PostPath Server Data Storage
By contrast, PostPath uses the file system directly to store data with no intermediate database. Under this storage model, each user has their own folder within the store; each user's folder contains subfolders corresponding to calendar, Inbox and so on; and then within an individual subfolder each message is represented by a single file (approximately one file per message).
Using the file system offers a range of advantages:
- Speed - the store is very fast, not having multiple levels of indirection between the email and the storage subsystem, enabling use of lower cost storage.
- Simplicity of backup - backup becomes extremely simple and can be carried out using any standard file-server backup tool. Its live (no freeze/replicate needed), incremental, and granular down to the message (file) level, and as simple as backing up a file server. There is no need for snap-shot capable hardware, or for specialized Exchange backup or archiving tools.
- Backup is incremental - most file backup tools will easily perform an incremental backup on PostPath's store; backing up messages that have changed since the previous day is simply a matter of backing up files changed from the previous day.
- Restore is granular - restore a single message by restoring a single file, a folder by restoring a folder, a whole user by restoring that user's folder and subfolders, or the whole store simply by moving back the folder tree that contains all the users. There is no need to mount the back-up in a PostPath Server - the PostPath file-browser and restore tool can restore files directly from a copy of the old file-set, or even from a subset of the file-set if you know what file or folders you are interested in.
- Reliability - files are independent of one another, so a bad sector would (typically) affect just one message.
- Exploit capabilities of modern filing systems and storage systems. Modern filing systems support features like Journaling (for example, used in playback of operations following a power-cut), replication (data could be replicated to an offsite location), clustering, semi-offline storage (low cost storage for rarely accessed files), and so on. These features are available on Linux filing systems including Reiser and XFS, and on Networked-Attached Storage (NAS) as well as on Storage Area Networks (SANs).
- Easy to build low-cost clusters. Given a clustered and/or highly available file system, an active/passive pair of servers in front of the file-system provide simple efficient and highly available clustering. In the event that the active server goes offline, the passive server can pick up its connection in less than a minute.
- For branch offices, offsite replication can be combined with remote backup. It works like this: if a branch-office PostPath server's storage subsystem replicates its data to HQ, then backup and restore can be run purely on the HQ replicated data, removing the need to reach down to the remote office server to perform these tasks.

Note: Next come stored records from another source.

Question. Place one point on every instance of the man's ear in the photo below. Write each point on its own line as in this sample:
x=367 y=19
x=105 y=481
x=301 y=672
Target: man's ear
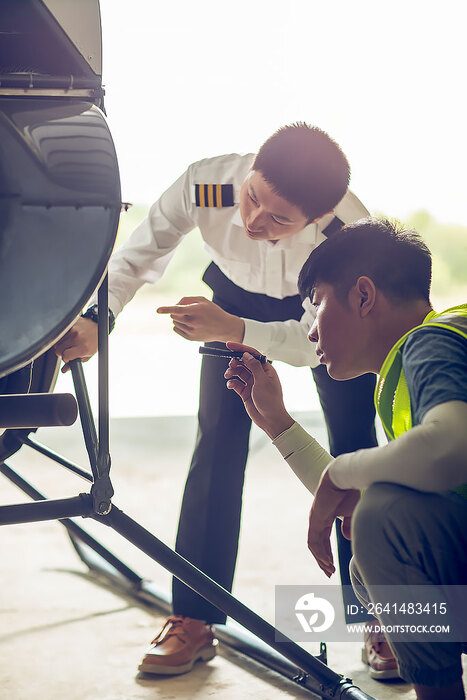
x=318 y=218
x=364 y=295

- Reduce/eliminate PST files. The very high performance enables the use of much lower cost storage; combined with the efficient backup and restore capabilities, it also enables much larger user stores. Today, administrators limit the size of mailboxes, explicitly or implicitly encouraging users to move their data to local PST files. Those PST files then end up getting copied to network drives, where they are backed up - and of course the backup is completely un-incremental, a single change to the PST file and the whole thing has to be backed up again.
- Since the storage for the PostPath Server can be just as cost effective as for an ordinary file server, and since backup is just as easy as on an ordinary file server, enterprises can dispense with PST files and simply give everyone a larger mailbox. Using the PostPath Server, this change simply swaps one kind of file storage (of PST files) for another (file store of PostPath Server). Administrators have better control over the data, and users have a better service.
- Single-instance store at the File-System level. PostPath uses single-instance store for large data objects attached to messages or even for large email bodies. The PostPath Server separates each such large object into a file by itself and allows it to be linked from multiple places. This "single-instance store" behavior saves both on storage space and it also provides much higher performance since the file needs to be written only once, not many times.
- Similar to single-instance storage is single-instance transmission. PostPath uses the Postfix mail-transport-agent (MTA) for sending email to, and receiving email from, other email servers. Postfix carefully supports sending only one instance of a given message to each server even if there are multiple recipients of the message on the given server; this is supported whether the receiving server is another PostPath Server, a Microsoft Exchange server, or some other generic SMTP receiver. Again, this saves money by making the best possible use of the available bandwidth. Postfix is widely used in Internet infrastructure, and is recognized as one of the most efficient mail routing agents in existence.
- For even more efficient storage use, PostPath also supports data compression for large data objects. Alternatively, this can also be handled at the filing system level by some self-compressing filing systems.